You would have to decide if your conscience permits you to do this, but you could enter the trial and then quit if you didn't get what you wanted. But even if you think it would be ethical, you should only consider doing this if you knew for sure that you had some better option. I think it's dishonest, but that doesn't mean it's wrong.

Blinded and open-label trials

For that reason, the patients participating in some clinical trials are not told which treatment group they are in. In clinical-trial lingo this is called blinding. When it's just the patients who are kept in the dark about which treatment they're receiving, the study is referred to as a single-blind trial.

Patients in a clinical trial are often not the only ones who are kept in the dark. The investigators and the clinical staff may try to maintain scientific detachment, but they're human, and they too hope that the experimental treatment they're testing will be an improvement over the standard treatment. Bias can creep in if they communicate their hopes to the patients. With a wink or a nod a nurse or a technician might let a patient know which treatment group he's in. Even if staff members try mightily to keep the secret, they may unconsciously treat patients in the different groups differently, perhaps presenting a cheerier face to patients receiving the experimental treatment.

An investigator's bias may also appear when he records or interprets clinical data. Is that patient flushed, or does he have a naturally ruddy complexion? If the research nurse knows that the standard treatment tends to give patients a slight fever, perhaps he'll be more likely to note skin flushing for a patient in the standard group. For these reasons, sometimes the investigators are also kept in the dark about which patients are receiving which treatments. When both the patients and the clinical staff are blinded, the study is referred to as a double-blind trial.

How is it possible to keep the clinical staff--and the patients--in the dark about treatments? It's relatively simple if both the experimental and standard treatments involve simple medications that are administered at regular times during the day. Someone who's not directly involved in the care of patients in the study will prepare the medications, and they'll be designed to look alike. Additionally, instead of putting the names of the medications on the labels, she'll use a code. Neither the patients nor the clinical staff will know which medications they're receiving until the code is broken at the end of the study.

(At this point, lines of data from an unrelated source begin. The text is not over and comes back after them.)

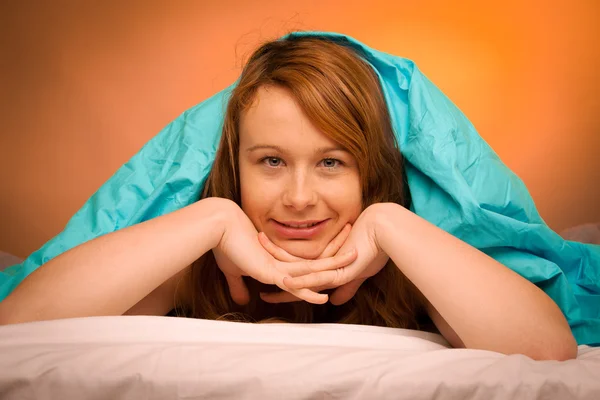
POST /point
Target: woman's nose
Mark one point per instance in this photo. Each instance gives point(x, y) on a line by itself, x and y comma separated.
point(299, 193)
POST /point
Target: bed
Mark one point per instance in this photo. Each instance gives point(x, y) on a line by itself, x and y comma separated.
point(175, 358)
point(134, 357)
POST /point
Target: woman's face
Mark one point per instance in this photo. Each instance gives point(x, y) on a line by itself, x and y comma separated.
point(297, 185)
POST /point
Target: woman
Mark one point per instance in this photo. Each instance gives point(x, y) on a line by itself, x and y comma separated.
point(307, 158)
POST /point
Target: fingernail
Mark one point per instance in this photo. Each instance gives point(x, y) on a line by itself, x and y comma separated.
point(350, 252)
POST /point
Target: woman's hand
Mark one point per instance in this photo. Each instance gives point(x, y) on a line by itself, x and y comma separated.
point(347, 279)
point(239, 253)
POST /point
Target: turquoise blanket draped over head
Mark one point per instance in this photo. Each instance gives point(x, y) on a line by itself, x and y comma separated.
point(456, 180)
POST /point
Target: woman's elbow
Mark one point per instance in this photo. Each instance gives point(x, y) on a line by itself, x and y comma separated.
point(561, 348)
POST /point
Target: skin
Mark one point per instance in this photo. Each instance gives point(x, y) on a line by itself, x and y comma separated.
point(290, 171)
point(474, 301)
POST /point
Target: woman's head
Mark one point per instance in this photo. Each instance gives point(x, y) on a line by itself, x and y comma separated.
point(307, 139)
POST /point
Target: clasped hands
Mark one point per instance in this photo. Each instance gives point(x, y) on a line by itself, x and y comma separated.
point(347, 261)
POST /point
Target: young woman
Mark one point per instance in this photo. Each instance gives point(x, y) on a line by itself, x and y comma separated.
point(309, 159)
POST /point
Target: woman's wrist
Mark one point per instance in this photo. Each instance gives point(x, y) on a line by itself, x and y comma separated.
point(382, 217)
point(220, 215)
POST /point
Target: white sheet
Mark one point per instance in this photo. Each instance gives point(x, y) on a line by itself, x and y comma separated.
point(176, 358)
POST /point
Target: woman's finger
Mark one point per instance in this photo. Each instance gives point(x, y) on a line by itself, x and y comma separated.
point(277, 252)
point(279, 297)
point(285, 297)
point(336, 277)
point(306, 267)
point(336, 244)
point(310, 296)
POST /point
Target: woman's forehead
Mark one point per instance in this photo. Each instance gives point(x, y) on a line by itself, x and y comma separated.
point(276, 119)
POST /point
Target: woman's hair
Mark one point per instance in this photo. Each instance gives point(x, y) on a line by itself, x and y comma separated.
point(341, 95)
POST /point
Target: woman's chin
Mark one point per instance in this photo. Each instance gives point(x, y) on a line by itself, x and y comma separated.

If the various experimental regimens being compared are complex and very different from one another-- as in many cancer trials--or if they have very different side effects, keeping the patients and the clinical staff blinded will be difficult or impossible. For example, suppose the study is comparing chemotherapy alone with chemotherapy plus radiation. It will be obvious to everyone which group each patient is in. For that reason, single-blind and double-blind studies are relatively rare in cancer clinical trials. Clinical trials that are not blinded are known as open-label trials.